Most wounds were caused by musket balls or the bayonet. In cases where the bone was damaged so severely that a limb could not be saved, the surgeon performed an amputation without the type of anesthesia or sterilization we know today. In proceeding with an amputation, officers received rum and brandy when it was available, but for enlisted men a wood stick to bite down on had to suffice. Two surgeon's mates would hold the patient down on the procedure table. A leather tourniquet was placed four fingers above the line where the limb was to be removed. Then the surgeon used his amputation knife to cut down to the bone of the damaged limb. Arteries were moved aside by tacking them away from the main area with crooked needles. A leather retractor was placed on the bone, and pulled back to allow the surgeon a clear field of operation. Then the surgeon chose his bone saw, a small one to remove arms and a large upper femur saw to remove a leg above the knee. A competent surgeon could saw through the bone in less than 45 seconds. Arteries were buried in tissue skin flapped over and sutured. Bandages with pure white linen cloth and a wool cap were placed on the stump. The patient, who had more than likely gone into shock and had a much lower than normal temperature, was stabilized when possible. Only 35% of the persons who went through this procedure survived.
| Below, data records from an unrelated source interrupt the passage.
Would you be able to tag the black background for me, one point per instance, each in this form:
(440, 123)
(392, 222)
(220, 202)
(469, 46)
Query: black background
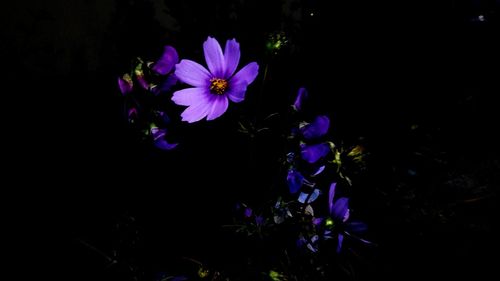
(376, 67)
Great advances were made in surgery during the Revolutionary War. In times of peace, doctors had few opportunities of perfecting their trade. During the war, however, excessive exposure to injury and disease was necessary to progress in the field of medicine where knowledge would be acquired only by practice and observation. The injuries that occurred in battles gave physicians an opportunity of witnessing more in one day than they could have acquired in years of a peace time medical practice. It was such experience, gained on battlefields, that helped give new direction to the medical profession of a new nation.